Bisphenol A (BPA), a monomer of plastic used in consumer products, is abundant in the environment and enters the body by ingestion or adsorption. We developed a cell based transcription assay system using a reporter gene under the transcriptional control of estrogen receptor alpha (ER alpha) as well as ER beta and performed chloramphenicol acetyltransferase (CAT) assay on HeLa cells transfected with either human ER alpha cDNA or ER beta cDNA to characterize the estrogenic effect of BPA. Estrogenic activity of BPA was detectable at a concentration of 10(-9) M and the activity increased in a dose dependent manner between. concentrations of 10(-9) M and 10(-6) M of BPA for both ER alpha and ER beta. The estrogenic activity of 17 beta-estradiol at a concentration of 10(-8) M was almost compatible with that of BPA at the concentration of 10(-6) M of BPA for ER alpha as well as ER beta.

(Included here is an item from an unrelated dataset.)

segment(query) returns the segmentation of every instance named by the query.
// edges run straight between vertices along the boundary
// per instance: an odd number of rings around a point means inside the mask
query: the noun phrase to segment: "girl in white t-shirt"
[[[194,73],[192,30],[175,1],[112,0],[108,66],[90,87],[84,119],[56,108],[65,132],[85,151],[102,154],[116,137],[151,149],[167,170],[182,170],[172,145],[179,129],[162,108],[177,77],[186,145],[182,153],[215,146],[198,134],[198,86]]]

CAT activity was significantly decreased when cells expressing ER alpha were incubated with 10(-6) M of BPA and 10(-8) M of 17 beta-estradiol while the activity was essentially the same for ER beta in the same condition, indicating that BPA exhibits only agonistic action for ER beta whereas it has dual actions as an agonist and antagonist of estrogen for ER alpha. These results indicates that BPA exerts its effects in ER subtype specific way, thus suggesting that the mode of action of endocrine disrupters are more complex than thought.